On July 7, Yugoslavia, Slovenia and Croatia signed an agreement known as the Brioni Accord. This agreement called for a three-month ceasefire while negotiations for independence took place.

By the end of the Ten Day War, the Slovenians had managed to destroy about 20 Yugoslav tanks and capture more than 40.

At the end of the war, the armed forces of Slovenia took control of all Yugoslav military equipment within Slovenian territory.

Croatian War of Independence

Croatia fought its own War of Independence from March 1991 to November 1995.

From August 25 to November 18, 1991, during the Battle of Vukovar, the Yugoslav Army besieged the Croatian city of Vukovar with T-55 and M-84 tanks.

However, these tanks were not very effective in urban conditions, and Yugoslav forces had difficulty defending tanks from anti-tank missiles and landmines.

The Croatians had some M47 Patton tanks.

From September to December 1991, The Croats executed a series of offensive actions that became known as The Battle of the Barracks.

They were able to capture a large amount of Yugoslav weapons, including more than 70 T-55 tanks.

In November 1995 the Erdut Agreement, was signed. This agreement put the eastern part of Croatia under the control of the United Nations.

Destroyed T-55 main battle tank in Bosnia-Herzegovina, 1997Bosnia

The Yugoslav Republic of Bosnia-Herzegovina declared its independence on March 3, 1992.

From April 1992 to December 1995, an ethnic and religious war took place in Bosnia, with Eastern Orthodox Serbs fighting Muslim Bosniaks and Roman Catholic Croats.
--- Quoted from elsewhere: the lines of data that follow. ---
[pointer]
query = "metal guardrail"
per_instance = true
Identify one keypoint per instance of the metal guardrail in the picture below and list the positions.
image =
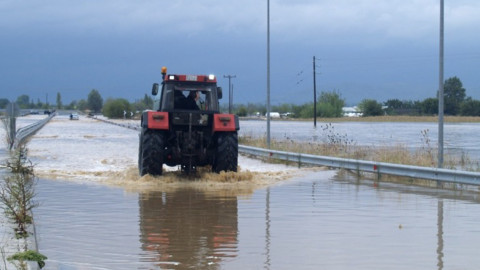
(379, 168)
(27, 131)
(128, 125)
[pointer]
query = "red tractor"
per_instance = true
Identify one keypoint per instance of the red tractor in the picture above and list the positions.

The Serbs, who wanted an “ethnically pure” Serb republic, took part in acts of genocide.

The United Nations was criticized for not doing enough to stop human rights violations.

In February 1994, NATO began air operations in Bosnia.

The Bosnian War ended on December 14, 1995, with the signing of the Dayton Peace Accords. The Accords divided Bosnia into two separate zones, one for Serbs and one for Croats and Bosnian Muslims.

A NATO peacekeeping force was then sent to Bosnia. NATO forces remained in Bosnia until 2004

NATO tanks that have been use in Bosnia include the M1 Abrams (American ), the Leopard 1 (German), the  Challenger 1 and the Challenger 2 (British).


In 1970s, Kosovo was declared an autonomous province of Serbia.

Kosovo had a large number of ethnic Albanians, who were persecuted by Serbs under the leadership of Serbian president Slobodan Milosevic.

Ethnic Albanians in Kosovo declared independence in 1991.

In March 1999, NATO began an air campaign against Kosovo, Serbia and Montenegro, in retaliation for human rights violations.

Milosevic was indicted for genocide and crimes against humanity in May 1999. He died in 2006, before his trial ended.

A NATO peacekeeping force entered Kosovo in June of 1999.

Today, NATO still has troops deployed in Kosovo.

NATO tanks used in Kosovo have included the M1 Abrams, the Leopard 1 (used by Danish forces), the Leopard 2, the Challenger 2, and the Leclerc (French).